The iPhone 11 Pro has a 5.8-inch OLED True Tone Super Retina XDR “Pro Display”, while the Pro Max model has a 6.1-inch display, the same size as the iPhone 11, but with an OLED True Tone Super Retina XDR “Pro Display” as well.
The second major difference is with the camera, as it uses a three camera system: A 12 megapixel Wide camera, a 12 megapixel Telephoto camera, and a 12 megapixel Ultra Wide camera. (And of course you could switch between them in the Camera app.)
The iPhone 11 Pro also uses a new image processing system called Deep Fusion, utilizing the A13 Bionic’s neural engine. How it works is it involves taking 9 images: Before you press the shutter button, it’s already taken 4 short images and 4 secondary images.
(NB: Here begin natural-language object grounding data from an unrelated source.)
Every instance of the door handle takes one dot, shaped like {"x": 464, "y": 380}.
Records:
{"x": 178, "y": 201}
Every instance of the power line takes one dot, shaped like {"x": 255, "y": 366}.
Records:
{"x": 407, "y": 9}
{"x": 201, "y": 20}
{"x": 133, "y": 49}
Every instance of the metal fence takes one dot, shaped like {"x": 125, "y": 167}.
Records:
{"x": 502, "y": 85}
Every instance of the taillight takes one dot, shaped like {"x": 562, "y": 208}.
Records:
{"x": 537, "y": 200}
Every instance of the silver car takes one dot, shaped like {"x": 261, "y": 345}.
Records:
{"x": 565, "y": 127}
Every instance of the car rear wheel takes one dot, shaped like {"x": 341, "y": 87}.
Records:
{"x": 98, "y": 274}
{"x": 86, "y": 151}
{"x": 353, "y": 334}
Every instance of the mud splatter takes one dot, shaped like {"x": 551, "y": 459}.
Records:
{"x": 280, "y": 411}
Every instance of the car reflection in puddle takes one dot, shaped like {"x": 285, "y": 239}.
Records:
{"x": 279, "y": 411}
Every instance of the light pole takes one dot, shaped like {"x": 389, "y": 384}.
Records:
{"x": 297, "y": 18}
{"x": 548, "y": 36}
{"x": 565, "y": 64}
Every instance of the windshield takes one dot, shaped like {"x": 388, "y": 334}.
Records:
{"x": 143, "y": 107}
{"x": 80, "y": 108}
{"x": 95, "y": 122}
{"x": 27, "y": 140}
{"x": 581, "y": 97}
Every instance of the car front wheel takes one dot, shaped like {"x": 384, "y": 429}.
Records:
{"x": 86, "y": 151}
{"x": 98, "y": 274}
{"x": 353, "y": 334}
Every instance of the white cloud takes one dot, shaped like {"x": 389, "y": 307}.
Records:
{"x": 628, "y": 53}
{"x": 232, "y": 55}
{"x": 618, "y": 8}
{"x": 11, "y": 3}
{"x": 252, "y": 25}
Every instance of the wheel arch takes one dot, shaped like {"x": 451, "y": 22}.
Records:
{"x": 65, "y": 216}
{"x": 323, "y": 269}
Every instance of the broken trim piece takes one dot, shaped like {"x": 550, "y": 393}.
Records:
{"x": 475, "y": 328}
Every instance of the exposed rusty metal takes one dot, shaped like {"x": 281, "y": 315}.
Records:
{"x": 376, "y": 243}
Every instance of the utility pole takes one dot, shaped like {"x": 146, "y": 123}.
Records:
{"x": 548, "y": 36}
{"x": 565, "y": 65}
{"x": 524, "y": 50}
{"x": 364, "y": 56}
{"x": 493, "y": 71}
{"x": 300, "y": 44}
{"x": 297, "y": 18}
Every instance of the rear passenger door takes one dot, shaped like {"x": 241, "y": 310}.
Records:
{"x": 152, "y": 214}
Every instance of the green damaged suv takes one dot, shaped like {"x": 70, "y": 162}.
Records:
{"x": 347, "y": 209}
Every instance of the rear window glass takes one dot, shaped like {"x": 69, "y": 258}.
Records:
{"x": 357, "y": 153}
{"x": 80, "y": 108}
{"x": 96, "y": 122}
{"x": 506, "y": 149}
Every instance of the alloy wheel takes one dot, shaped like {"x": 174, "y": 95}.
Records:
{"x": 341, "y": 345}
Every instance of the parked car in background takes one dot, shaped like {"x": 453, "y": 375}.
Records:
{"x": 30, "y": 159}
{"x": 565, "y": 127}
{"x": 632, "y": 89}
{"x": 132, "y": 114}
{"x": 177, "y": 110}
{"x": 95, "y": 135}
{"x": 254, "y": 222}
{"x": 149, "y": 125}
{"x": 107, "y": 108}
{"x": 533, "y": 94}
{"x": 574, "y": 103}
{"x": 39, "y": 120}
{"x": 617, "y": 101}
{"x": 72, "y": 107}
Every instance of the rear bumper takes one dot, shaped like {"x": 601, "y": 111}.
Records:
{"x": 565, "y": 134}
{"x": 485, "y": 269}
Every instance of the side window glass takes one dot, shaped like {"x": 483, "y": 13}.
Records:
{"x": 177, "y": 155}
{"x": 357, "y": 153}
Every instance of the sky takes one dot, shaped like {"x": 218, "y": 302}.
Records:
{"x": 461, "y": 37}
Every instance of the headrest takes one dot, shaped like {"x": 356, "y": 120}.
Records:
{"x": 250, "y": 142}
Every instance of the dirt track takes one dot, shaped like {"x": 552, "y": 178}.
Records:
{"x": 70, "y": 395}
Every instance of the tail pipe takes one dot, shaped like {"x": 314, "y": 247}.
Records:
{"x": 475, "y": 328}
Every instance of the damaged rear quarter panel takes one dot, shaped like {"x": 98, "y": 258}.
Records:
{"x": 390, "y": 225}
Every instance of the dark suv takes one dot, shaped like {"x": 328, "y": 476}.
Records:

Once you press the shutter button however, it takes one long exposure, then (using machine learning technology) combines the long and short exposure images pixel by pixel in a very short amount of time, and then optimizes the final shot for detail and low noise, resulting in a gorgeous final shot.
Now Deep Fusion wasn’t made available at launch; it would instead be available in a future software update, scheduled for later in the Fall. (It was eventually released on October 28th, 2019 with iOS 13.2 adding support for Deep Fusion.)
The third and final major difference is with the battery life. According to Apple, the battery on the iPhone 11 Pro lasts “4 hours longer” than the XS, while the Pro Max lasts “5 hours longer” than the XS Max. (Oh, and it comes with an 18-watt fast charger—about time, Apple.)
So now let’s move onto the pricing: The iPhone 11 Pro comes in three storage configurations: 64 GB, 256 GB, and 512 GB, with a starting price of $999 USD. The Pro Max comes in the same storage configurations mentioned above, but with a starting price of $1099 USD. (Both prices are exactly the same as the XS and XS Max.)
Both iPhone 11 Pro models were also made available on September 20th, 2019 with orders being taken on the same day of its announcement. And since the iPhone 11 Pro was meant to replace its predecessors, both the XS and XS Max were discontinued, after only a year on the market. (Though not as short-lived as the original iPhone X.)
And that pretty much ends our recap of Apple’s September 2019 event. So now to answer the question: What did I think of it overall?
Since the focus of this event was on the iPhones, I’m going to be briefly talking about my opinions on those:
The iPhone 11, while it may look similar to the XR at first glance, has fairly decent performance and the dual camera system is a nice addition (though we expect the cameras to get better every new generation, so this is no surprise.) But aside from that, I was mostly “meh” about it. As for the iPhone 11 Pro, I was a bit more impressed by it than the iPhone 11, primarily in the camera system. (Although I will be honest, those 3 cameras on the back kinda look ugly at first.)
But since I’ve already heard most of the stuff announced in rumors, I wasn’t really that surprised, aside from the pricing on Apple’s services. (And when the only thing that was surprising were related to the services, you know your presentation wasn’t that great.)
So overall, I thought the presentation was mostly underwhelming, but compared to the previous September event, it was somewhat better.